En un informe elaborado en 2011 por la PP, y a propósito de la creación de Prisma, la psicóloga Liliana Martínez consignaba que el programa tenía la premisa de “sanitizar” la asistencia de salud mental en la cárcel. “Habrá que ir interpretando el efecto de esta inclusión sobre esa premisa. Si lo sanitario, a modo de derrame, se filtra en lo carcelario o si lo carcelario le inocula sus genes a lo sanitario”, decía la profesional en aquel entonces.
Alejandro González es el jefe de Seguridad de Prisma. Con 18 años de carrera en el SPF, conoce a cada celador de Ezeiza y también sus prácticas cotidianas. Además de ser alcaide, está por recibirse de psicólogo. Por eso, los profesionales del programa pidieron expresamente por él. “Yo notaba en los celadores que venían por primera vez acá que no estaban muy preparados para manejar esto y entender la lógica de las afecciones mentales”, dice.
“Comprendo el abordaje de ellos desde el punto de vista profesional. Por supuesto que yo no los aplico, porque mi lógica de trabajo es otra. Tratamos que el programa se mueva para un lado y que la seguridad los acompañe”, explica. Vitalich recuerda que algunos celadores cambiaron su idea del trato con los reos luego de su paso por Prisma.

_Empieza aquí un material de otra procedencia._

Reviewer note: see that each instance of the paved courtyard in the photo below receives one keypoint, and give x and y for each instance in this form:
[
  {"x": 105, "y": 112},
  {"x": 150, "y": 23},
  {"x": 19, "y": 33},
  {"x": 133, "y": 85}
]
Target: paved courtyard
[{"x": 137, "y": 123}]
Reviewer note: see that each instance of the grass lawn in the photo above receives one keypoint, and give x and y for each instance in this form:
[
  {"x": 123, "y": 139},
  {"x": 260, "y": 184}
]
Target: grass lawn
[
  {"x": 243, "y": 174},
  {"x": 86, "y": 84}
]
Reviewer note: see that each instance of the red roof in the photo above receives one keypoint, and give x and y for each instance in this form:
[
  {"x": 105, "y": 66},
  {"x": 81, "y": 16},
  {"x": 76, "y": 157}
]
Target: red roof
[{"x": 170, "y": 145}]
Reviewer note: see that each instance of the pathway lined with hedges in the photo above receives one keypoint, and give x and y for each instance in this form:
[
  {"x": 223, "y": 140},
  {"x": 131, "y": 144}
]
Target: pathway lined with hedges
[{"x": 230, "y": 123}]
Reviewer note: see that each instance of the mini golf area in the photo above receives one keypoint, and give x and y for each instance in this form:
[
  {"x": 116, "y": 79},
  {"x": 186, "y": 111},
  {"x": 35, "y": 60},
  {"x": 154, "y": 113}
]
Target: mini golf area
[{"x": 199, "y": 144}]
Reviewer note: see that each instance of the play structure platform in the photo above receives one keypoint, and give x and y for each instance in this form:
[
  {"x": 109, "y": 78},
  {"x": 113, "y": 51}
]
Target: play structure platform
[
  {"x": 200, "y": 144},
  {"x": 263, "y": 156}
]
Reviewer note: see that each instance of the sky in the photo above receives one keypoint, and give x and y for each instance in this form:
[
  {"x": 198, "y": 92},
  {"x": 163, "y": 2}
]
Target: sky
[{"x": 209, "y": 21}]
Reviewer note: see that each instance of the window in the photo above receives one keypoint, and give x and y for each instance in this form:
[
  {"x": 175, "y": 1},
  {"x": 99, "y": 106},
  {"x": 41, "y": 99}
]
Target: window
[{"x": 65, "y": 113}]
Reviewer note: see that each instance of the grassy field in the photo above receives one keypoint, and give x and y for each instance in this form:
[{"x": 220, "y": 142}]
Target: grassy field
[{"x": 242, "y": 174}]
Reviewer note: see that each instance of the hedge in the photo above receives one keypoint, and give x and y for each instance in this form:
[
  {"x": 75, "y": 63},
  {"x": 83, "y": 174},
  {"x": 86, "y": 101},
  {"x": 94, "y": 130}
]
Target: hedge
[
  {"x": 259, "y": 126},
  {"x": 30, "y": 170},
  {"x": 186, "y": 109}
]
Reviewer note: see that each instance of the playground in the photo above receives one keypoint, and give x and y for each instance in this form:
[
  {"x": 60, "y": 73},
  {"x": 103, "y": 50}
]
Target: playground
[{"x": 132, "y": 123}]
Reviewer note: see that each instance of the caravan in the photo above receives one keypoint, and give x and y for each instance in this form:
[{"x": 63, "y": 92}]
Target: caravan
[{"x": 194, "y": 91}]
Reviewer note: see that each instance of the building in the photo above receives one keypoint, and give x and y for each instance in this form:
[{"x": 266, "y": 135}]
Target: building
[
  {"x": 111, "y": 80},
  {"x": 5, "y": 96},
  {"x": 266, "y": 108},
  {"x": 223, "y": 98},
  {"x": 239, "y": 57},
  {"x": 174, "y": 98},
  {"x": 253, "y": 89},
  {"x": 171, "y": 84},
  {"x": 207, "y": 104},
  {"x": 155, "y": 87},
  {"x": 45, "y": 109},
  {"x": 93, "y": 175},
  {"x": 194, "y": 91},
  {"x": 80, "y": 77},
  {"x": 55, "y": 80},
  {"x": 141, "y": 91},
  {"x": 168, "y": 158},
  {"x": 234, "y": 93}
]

Todavía falta. Las “Casas de medio camino”, por ejemplo, son una cuenta pendiente en la aplicación del programa. Se supone que son la última instancia del sistema de egreso de un interno. Su puerta de entrada a una reinserción social sostenible y, a la vez, la puerta de salida de la lógica de la reincidencia. La aplicación de un régimen equivalente al de los internos comunes también es una cuenta pendiente en línea con una política de restitución de derechos. En un momento en el que el discurso sobre la seguridad circula con pedidos de mayores penas y más policía, el equipo de profesionales de la U20 propone entender el problema a través de un “prisma” distinto.